# Creek boats



## ednaout (Jun 3, 2005)

Hey Amy, 

I paddled a small burn when I first started creeking and loved it. I hadn't been in many (if any) creek boats before I bought it - I pretty much heard it was a good boat and found a deal that fit my budget - it was a nice stroke of luck, because it was a great boat to "test the waters" in. I really liked being able to lean on my edges and whip into and peel out of eddies. After paddling it for two seasons, I thought I might like something with more volume, so I bought a Stomper. 

I really, really like the Stomper 80... I don't think the edges are as hard, but it still turns like a dream. Before getting this boat, I didn't have much of a boof, but this boat's boofability is amazing and I think has helped my boofing progression.
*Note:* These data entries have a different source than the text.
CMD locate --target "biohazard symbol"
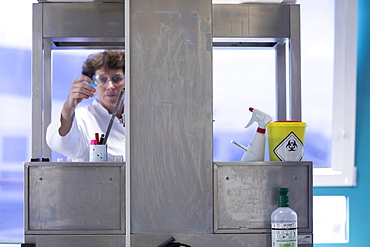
[286,140,298,152]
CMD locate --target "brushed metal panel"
[214,162,312,233]
[42,3,125,38]
[212,4,249,37]
[248,4,290,38]
[31,4,43,158]
[129,0,213,233]
[25,235,126,247]
[213,4,290,38]
[25,162,124,234]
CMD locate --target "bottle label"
[271,222,298,247]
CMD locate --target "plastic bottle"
[271,188,298,247]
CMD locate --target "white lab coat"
[46,100,125,161]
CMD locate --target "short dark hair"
[82,50,125,78]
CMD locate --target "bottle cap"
[278,188,290,207]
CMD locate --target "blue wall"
[314,0,370,247]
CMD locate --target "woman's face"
[95,69,125,114]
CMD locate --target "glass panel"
[297,0,335,167]
[213,48,276,161]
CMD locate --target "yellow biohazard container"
[267,121,307,161]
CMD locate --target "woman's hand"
[59,75,96,136]
[65,75,96,110]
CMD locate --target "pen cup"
[90,145,107,162]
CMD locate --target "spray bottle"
[271,188,298,247]
[231,107,272,161]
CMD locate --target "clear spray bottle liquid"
[271,188,298,247]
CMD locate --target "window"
[213,0,357,186]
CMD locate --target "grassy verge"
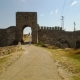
[46,48,80,80]
[0,56,9,73]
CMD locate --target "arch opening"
[22,26,32,44]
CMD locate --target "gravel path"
[0,45,62,80]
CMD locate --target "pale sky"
[0,0,80,31]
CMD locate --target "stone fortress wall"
[38,26,80,48]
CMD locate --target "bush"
[36,42,46,47]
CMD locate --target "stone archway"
[16,12,38,43]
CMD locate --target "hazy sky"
[0,0,80,31]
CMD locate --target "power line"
[62,0,66,15]
[74,22,76,31]
[65,0,72,16]
[61,16,64,30]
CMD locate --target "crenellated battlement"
[39,26,62,31]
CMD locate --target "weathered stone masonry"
[0,12,80,48]
[38,26,80,48]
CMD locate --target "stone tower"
[16,12,38,43]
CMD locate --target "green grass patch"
[36,42,46,47]
[46,48,80,80]
[0,57,9,72]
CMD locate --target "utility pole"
[61,16,64,30]
[74,22,76,31]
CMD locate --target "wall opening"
[22,26,32,43]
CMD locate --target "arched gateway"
[16,12,38,43]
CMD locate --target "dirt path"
[0,45,62,80]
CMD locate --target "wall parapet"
[0,43,22,56]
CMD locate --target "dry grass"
[47,49,80,80]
It has a lot of rocker, which is what makes it so booftastic, I think it has really helped me transfer what I've learned in that boat...to other boats. 

The one big critique I have for this boat has to do with the outfitting. In theory, the the way the back band pivots forward is brilliant - easy packing accessibility and just plain clever. However, the metal cups which are supposed to house the arms/rails, that attach to the back band, don't stay in their little homes (cups), once it's ratcheted forward all the way - I'm about 5'6 and felt most comf ( as far as feeling like I was solid in my boat), with the ratchets as forward as possible. This was something that I came to accept and don't really think that it hurt my boating. That being said, it did strike me as a flaw in the design to not accommodate for the back band being as tight as possible. 
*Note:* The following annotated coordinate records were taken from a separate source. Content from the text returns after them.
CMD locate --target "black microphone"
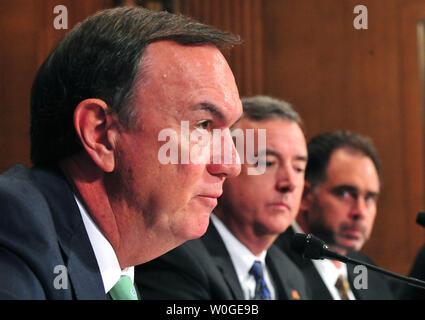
[291,233,425,289]
[416,212,425,228]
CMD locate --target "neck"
[60,153,120,261]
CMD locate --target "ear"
[74,99,118,172]
[300,181,313,212]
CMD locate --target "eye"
[266,161,276,167]
[334,190,352,199]
[196,120,212,130]
[365,194,378,202]
[294,167,305,173]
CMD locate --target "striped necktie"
[335,275,350,300]
[249,260,271,300]
[108,276,139,300]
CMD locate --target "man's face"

Unfortunately, I cracked the shit out of it this season (my fault, not some flimsy plastic problem), and have been in about a million boats since...

This weekend I test drove the Nomad 8.1 which was pretty awesome. It has a more rounded hull but I feel like it had enough edge to feel pretty zippy coming in and out of eddies. I didn't feel like I was able to boof it was well as the stomper, but I was only in it for a day - I wish I had had longer with it....I urge you to try to demo the Nomad with the new outfitting, when it's available - I sat in one this weekend and my mind was blown! Unfortunately, they didn't have the newest boat, with this amazing system, ready for demo (the boat design is the exact same), but I was ready to buy this boat (minus having the actual cash do so...), right there on the spot. It has a sweet seat system that has the ability to ratchet up, molding to the back of your thighs making for THE MOST SOLID feeling being in the boat EVER!! Granted, I was on the floor hip snapping the shit out of the class 1 carpet, but I am certain this outfitting is going to make 
an already good boat, an even better one!!! It's going to be a top contender, for me, when I pull the trigger again - the outfitting being a HUGE reason! 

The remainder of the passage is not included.